The essential issue here has nothing to do with ‘exaggeration’ or what was said to who or when it was said, but the core issue that twelve years ago, a decision was made at the highest levels of both the US and UK governments, to invade Iraq and that the populations of both countries would take a lot of convincing to go along with the plan. Hence it was necessary to produce ‘ overwhelming proof’ of Saddam’s duplicity. Had it emerged and most importantly, been pursued by the mass media back in 2002, when there was still time to stall the build-up to war, events might have turned out very differently.

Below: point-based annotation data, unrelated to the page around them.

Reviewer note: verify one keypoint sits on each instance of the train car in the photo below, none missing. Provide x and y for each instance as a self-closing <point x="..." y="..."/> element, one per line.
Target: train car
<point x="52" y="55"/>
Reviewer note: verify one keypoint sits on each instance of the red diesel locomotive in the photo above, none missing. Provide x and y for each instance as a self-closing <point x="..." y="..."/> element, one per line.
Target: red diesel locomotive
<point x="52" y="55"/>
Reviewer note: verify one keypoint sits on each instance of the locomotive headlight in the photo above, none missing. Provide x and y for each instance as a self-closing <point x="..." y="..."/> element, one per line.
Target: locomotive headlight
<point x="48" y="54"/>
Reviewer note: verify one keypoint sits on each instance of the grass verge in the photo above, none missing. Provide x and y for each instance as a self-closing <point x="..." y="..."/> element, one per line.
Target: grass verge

What is laughable about this pack of liars, is that any suggestion that members of government would lie, is met with outraged howls of ‘how dare you suggest such a thing!’ And these cries of outrage, come from not only from the ‘wolves’ but from other members of government, even those in opposition to the invasion, who simply find it impossible to consider the idea that our ‘leaders’ would lie to us in order to pursue a policy that was opposed by the vast majority of the population. The fantasy that somehow, British politicians are a cut above everybody else’s when it comes to telling the truth, is in itself an outrageous lie that has been peddled to the population ad nauseum. Indeed, it forms the basis of the very idea of ‘spin’.
And if indeed, they are not lying, then the statements made here and elsewhere, give the government every reason to haul me and many others into court and prove it.